Black teachers may be more likely to discuss racism with students

Allison Henward is associate professor of education in the College of Education Department of Curriculum and Instruction. Credit: CommAgency. All Rights Reserved.

UNIVERSITY PARK, Pa. — Black teachers may be more likely to not only recognize racism, but also engage in conversation with their students and offer more nuanced and careful approaches to anti-racist pedagogy than their white counterparts, according to new research.

Allison Sterling Henward, associate professor of early childhood and a core faculty in comparative and international education in the College of Education at Penn State, and two doctoral candidates at the University — Sung-Ryung Lyu and Quiana Jackson — published “African American Head Start Teachers’ Approaches to Police Play in the Era of Black Lives Matter” in Teachers College Record.

The research examined how teachers negotiate conflicting tensions and enact antiracist approaches within Head Start classrooms that use comprehensive and commercialized curriculums.

Henward is an educational anthropologist who looked at four different cultural communities and has been involved with the Head Start project for eight years. Since coming to Penn State in 2015, she has examined how federal policy (Head Start) meets the needs of culturally and linguistically diverse children, including how teachers negotiate conflicting tensions and enact antiracist approaches within Head Start classrooms that use comprehensive and commercialized curriculums.

“Commercialized curriculum is supposed to be meeting the needs of kids in all cultural communities,” Henward said. “But this research and my other research in American Samoa shows that when teachers are from some cultural and ethnolinguistic communities that do not always align with what’s in the curriculum, teachers have to do a whole lot of work to reframe things, whereas other teachers don’t."

Henward said her research suggests that a one-size-fits-all curriculum doesn't always work.

For the study, the research team showed a 20-minute film about a jail scene to students and teachers at four preschools, a method known as video-cued multifocal ethnography. In one of the sites — a working-class African American preschool in Washington, D.C. — the students started playing a game typically referred to by preschool teachers as “cops and robbers” after viewing the film.
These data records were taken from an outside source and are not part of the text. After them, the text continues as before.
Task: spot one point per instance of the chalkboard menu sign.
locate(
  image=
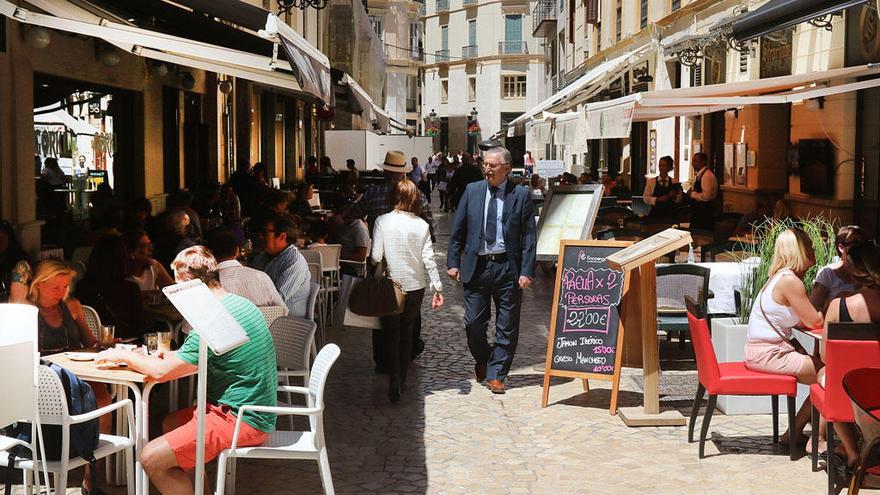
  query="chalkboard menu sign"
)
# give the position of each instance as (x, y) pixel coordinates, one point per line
(585, 332)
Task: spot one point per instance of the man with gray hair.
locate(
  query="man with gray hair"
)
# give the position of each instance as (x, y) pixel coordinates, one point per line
(492, 252)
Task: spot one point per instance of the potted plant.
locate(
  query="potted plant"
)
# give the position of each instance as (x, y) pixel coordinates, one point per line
(729, 334)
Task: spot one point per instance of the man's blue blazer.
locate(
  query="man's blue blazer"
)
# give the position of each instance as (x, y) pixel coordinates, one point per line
(518, 220)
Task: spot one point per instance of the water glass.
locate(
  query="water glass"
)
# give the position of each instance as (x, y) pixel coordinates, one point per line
(108, 335)
(152, 340)
(163, 343)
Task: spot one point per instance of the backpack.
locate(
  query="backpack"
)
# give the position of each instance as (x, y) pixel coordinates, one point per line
(83, 437)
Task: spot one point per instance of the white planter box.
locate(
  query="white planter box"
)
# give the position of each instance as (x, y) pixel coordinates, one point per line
(729, 340)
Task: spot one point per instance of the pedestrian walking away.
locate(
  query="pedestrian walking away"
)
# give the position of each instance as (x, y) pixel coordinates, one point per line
(492, 252)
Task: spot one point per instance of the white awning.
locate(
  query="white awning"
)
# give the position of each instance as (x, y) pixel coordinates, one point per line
(155, 45)
(48, 115)
(594, 76)
(655, 105)
(372, 112)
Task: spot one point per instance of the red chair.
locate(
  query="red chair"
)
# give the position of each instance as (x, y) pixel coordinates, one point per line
(732, 379)
(861, 387)
(849, 346)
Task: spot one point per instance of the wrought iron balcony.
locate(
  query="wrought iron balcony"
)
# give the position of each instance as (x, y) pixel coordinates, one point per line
(512, 47)
(544, 19)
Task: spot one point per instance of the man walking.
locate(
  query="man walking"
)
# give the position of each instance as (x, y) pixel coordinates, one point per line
(492, 252)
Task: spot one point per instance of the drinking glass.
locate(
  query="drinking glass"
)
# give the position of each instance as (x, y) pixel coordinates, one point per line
(108, 333)
(163, 343)
(152, 342)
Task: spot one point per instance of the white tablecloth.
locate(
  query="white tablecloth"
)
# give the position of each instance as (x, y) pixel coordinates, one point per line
(724, 278)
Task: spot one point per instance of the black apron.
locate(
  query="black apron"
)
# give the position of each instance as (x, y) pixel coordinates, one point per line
(664, 209)
(701, 211)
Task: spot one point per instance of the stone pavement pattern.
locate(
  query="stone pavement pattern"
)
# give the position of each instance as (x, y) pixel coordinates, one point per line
(450, 435)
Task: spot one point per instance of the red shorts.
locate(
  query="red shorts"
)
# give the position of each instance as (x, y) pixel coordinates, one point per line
(219, 429)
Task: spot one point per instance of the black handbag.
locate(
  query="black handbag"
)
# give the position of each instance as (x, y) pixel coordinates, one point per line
(376, 295)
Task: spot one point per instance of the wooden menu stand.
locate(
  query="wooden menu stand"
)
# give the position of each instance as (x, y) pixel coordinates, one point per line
(638, 262)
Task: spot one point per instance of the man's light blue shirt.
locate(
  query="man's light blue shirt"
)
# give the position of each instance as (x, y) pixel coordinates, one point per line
(498, 246)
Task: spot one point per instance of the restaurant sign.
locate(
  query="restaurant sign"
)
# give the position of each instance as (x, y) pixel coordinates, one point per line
(776, 53)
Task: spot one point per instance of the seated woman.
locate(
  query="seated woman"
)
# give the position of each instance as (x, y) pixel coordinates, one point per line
(15, 271)
(105, 288)
(61, 326)
(145, 271)
(862, 307)
(835, 279)
(781, 305)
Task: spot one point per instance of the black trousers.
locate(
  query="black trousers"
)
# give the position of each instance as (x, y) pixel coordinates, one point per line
(492, 281)
(398, 335)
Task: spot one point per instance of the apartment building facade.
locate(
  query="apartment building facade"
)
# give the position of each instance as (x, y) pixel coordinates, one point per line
(483, 68)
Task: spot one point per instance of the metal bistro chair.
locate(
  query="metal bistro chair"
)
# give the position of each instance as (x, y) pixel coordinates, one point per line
(289, 444)
(726, 251)
(861, 387)
(93, 321)
(272, 313)
(674, 283)
(848, 346)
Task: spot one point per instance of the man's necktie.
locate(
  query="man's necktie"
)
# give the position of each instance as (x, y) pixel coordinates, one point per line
(492, 217)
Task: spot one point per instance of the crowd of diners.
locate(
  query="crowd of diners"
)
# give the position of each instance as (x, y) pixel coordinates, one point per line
(847, 290)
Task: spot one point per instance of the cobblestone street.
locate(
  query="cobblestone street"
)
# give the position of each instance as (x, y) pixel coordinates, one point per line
(449, 434)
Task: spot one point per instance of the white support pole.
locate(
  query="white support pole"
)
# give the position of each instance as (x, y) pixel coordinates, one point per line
(200, 415)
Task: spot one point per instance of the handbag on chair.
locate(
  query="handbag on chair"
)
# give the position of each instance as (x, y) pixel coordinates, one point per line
(376, 295)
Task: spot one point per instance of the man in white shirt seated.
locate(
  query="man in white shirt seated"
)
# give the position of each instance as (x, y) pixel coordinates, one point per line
(284, 264)
(253, 285)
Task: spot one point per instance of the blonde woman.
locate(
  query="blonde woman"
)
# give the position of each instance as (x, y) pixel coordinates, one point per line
(62, 326)
(782, 305)
(403, 239)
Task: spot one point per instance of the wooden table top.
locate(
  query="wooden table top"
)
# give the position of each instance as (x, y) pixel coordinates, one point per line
(88, 370)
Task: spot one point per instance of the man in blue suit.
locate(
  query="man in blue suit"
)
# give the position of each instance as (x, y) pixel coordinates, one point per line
(492, 252)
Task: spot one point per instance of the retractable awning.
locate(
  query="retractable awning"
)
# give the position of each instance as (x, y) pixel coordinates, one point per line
(371, 112)
(655, 105)
(311, 66)
(780, 14)
(593, 77)
(258, 64)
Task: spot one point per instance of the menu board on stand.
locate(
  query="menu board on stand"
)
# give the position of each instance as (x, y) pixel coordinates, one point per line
(585, 326)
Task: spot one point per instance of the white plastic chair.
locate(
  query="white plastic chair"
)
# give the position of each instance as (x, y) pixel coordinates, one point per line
(290, 444)
(294, 346)
(52, 404)
(272, 313)
(18, 367)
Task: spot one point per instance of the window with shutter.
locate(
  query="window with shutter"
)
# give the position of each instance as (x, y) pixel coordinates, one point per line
(593, 14)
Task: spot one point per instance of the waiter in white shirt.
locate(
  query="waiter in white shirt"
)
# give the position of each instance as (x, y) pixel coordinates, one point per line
(660, 190)
(702, 194)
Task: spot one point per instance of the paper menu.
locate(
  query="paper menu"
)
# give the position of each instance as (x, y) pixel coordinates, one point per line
(201, 309)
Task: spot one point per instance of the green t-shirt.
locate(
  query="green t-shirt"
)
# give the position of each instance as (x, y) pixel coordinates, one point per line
(246, 375)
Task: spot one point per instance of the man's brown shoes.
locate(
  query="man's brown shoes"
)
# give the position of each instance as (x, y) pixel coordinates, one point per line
(496, 386)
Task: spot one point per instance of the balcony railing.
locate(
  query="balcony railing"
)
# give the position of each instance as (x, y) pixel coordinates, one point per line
(512, 47)
(545, 10)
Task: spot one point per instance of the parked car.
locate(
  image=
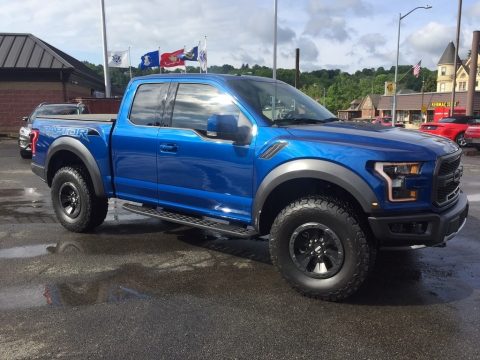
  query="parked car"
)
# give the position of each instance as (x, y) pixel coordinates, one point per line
(472, 134)
(44, 109)
(387, 121)
(452, 127)
(201, 150)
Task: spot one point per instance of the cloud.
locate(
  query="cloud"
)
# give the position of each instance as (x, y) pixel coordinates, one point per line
(327, 18)
(428, 43)
(308, 49)
(373, 43)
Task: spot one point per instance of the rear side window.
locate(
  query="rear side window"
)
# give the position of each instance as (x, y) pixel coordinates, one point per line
(195, 103)
(147, 108)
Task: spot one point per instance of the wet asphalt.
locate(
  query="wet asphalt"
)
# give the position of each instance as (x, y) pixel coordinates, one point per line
(138, 288)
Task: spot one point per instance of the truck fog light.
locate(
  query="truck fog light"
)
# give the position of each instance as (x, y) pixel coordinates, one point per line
(416, 228)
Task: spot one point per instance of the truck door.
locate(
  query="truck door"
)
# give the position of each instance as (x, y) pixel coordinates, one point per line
(198, 170)
(134, 144)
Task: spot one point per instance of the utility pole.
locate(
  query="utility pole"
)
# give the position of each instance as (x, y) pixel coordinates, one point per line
(297, 68)
(105, 49)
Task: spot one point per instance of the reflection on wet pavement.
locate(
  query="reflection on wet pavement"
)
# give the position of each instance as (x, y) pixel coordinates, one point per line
(24, 251)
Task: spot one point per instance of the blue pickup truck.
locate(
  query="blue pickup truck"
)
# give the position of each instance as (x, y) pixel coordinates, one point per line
(248, 156)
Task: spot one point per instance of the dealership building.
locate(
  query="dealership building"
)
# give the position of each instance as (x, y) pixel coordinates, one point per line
(32, 72)
(410, 104)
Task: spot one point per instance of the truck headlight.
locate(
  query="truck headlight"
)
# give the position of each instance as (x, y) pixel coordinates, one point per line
(395, 175)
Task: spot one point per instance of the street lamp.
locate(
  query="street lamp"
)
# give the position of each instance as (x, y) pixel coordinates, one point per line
(400, 17)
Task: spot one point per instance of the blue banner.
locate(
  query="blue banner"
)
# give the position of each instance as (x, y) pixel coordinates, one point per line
(190, 55)
(150, 59)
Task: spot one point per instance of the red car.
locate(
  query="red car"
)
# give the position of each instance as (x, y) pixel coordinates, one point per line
(386, 121)
(452, 127)
(472, 134)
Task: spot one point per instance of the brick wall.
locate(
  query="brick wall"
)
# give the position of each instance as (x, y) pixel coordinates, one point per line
(18, 99)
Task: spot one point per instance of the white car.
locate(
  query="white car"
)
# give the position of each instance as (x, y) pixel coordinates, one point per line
(44, 109)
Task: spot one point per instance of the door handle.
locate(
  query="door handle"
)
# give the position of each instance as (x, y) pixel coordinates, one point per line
(170, 148)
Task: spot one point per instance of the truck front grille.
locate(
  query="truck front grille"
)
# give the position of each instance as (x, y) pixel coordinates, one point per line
(447, 179)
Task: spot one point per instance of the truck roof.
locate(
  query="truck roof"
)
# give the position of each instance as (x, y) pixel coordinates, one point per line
(221, 77)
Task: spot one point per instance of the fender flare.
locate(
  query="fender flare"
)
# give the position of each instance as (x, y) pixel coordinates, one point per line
(81, 151)
(317, 169)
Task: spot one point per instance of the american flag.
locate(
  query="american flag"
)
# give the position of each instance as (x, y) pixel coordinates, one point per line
(416, 69)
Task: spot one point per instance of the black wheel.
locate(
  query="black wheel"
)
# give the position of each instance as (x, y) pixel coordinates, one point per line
(74, 201)
(320, 249)
(25, 154)
(460, 140)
Henward explained that while the 18 African American teachers she interviewed in D.C. told their students that they were playing cops and robbers, the teachers also acknowledged that it was more nuanced than that.

“We have kids who are disproportionately experiencing familiar incarceration," the teachers in Henward's study were quoted as saying. "We have kids whose neighborhoods have been ransacked by police presence. In play, children act out and take in ideas that they see.”

Those teachers, according to Henward, spoke about the play reflecting structural racism.
 
“That conflict is between what they are supposed to do as ECE professionals and what these teachers have to deal with as Black women in a racist society,” Henward said.

Henward praised Head Start, citing that the federal program has an unparalleled background and has had phenomenal success. “But one of the concerns, sometimes, is that the cultural communities I study don’t always have representation in what the curriculums are going to be,” Henward said.

Henward also mentioned the idea that anti-racism is either too adult or not appropriate for children. “But our research on racial socialization and our research on how parents interact with children, particularly children of color, show that parents of color have to start talking to children about racism to help them make sense of their everyday lives,” she said.

Research has shown that Black students want teachers who look like them, and Henward thinks that is important. “But we also need the white teachers and the white policymakers, and everybody who is working around this, to have a critical consciousness too, and to understand that they don’t know what they don’t know,” Henward said.